This article explains the process of configuring Error handling in SSIS package.
In the last article, Overview of SSIS Package Logging, we explored a method to log error in the package execution for different destination providers such as SQL table, XML and text files. The SSIS packages also known as Extract Transform Load (ETL) packages. Usually, we get data from different sources, and we integrate those data on a daily basis in SQL tables.

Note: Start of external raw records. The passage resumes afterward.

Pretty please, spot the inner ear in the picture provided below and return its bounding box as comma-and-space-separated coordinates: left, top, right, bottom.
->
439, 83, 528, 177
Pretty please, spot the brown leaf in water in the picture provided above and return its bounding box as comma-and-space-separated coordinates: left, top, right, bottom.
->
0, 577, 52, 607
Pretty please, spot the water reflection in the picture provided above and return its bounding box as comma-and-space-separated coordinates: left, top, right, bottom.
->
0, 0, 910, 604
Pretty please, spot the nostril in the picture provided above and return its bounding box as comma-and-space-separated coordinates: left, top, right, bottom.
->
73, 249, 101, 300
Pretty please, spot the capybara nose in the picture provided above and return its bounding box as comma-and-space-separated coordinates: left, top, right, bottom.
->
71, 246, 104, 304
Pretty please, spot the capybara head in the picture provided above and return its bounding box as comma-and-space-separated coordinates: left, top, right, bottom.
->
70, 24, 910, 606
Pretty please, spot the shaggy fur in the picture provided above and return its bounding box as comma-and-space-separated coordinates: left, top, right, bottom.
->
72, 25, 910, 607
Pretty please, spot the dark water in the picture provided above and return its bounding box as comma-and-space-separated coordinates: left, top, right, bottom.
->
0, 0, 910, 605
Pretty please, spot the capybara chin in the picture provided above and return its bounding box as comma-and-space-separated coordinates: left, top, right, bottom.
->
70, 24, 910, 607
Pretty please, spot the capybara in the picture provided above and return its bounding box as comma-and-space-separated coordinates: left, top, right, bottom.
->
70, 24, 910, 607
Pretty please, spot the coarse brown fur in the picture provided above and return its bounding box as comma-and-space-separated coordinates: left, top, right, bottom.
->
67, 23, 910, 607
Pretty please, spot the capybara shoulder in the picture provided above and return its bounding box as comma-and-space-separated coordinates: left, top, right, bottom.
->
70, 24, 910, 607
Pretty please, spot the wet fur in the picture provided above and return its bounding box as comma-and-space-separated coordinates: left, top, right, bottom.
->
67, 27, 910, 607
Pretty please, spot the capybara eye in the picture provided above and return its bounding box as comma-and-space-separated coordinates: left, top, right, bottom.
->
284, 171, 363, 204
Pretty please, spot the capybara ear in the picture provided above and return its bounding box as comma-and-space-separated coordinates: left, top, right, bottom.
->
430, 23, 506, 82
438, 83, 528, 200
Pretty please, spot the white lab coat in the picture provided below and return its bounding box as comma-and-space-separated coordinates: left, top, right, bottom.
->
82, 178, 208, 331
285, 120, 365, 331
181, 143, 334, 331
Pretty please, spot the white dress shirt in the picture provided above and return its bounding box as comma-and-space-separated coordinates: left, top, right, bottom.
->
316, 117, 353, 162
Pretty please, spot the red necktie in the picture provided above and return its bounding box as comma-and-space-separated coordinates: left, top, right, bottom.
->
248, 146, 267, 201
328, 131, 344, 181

Suppose we get a flat file from a third party daily and that file contains millions of records. We designed an SSIS package to import that data, and it is running fine. Occasionally, we get bad data (invalid character, special character, invalid length or data type) in the flat files and package execution fails. It is a complicated task to identify which particular row caused this issue. We want our SSIS package to take care of this and do the followings:
- The SSIS package should execute successfully if all data is in order
- In case of any bad data, SSIS package should process all useful data, and bad data should be sent in a separate file. We can open the file later and see what the bad records it contains. It would help us to process the rest of data and do not fail the package
Practical scenarios for error handling requirement
Let’s understand this with the following example. We have a CSV file that contains sales records products. If you look at the following image, in the [Total Amount] column, it should have numeric value but records, it contains text format.
Create SSIS package for error handling
Firstly, we create a package for error handling in SSIS package and see what happens if we execute the package directly.
Let’s open the Visual Studio for data tools and create a new integration service project. In the control flow area, add a data flow task and rename it as [Learn Error Handling].
Right-click on [Learn Error Handling] task and edit. It moves to data flow configuration page. Add a Flat file destination.
You can notice the three things in the below image:
- Blue color arrow
- Red color arrow
- Red cross on Excel source
Red Cross on Flat file source shows that we need to configure before using it. We use it for error handling in SSIS package.
Double-click on flat file source and configure a new connection by providing the location of the source file.
It automatically takes the configuration such as text qualifier, header row delimiter, header rows to skip. Let’s go with the default values.
Click on a column to verify the data in the source text file and available columns.
In the Advanced page, we can change column properties such as column names, column delimiter, data type, output column width.
We do not want to change any values at this point. Click OK, and it moves to data flow page.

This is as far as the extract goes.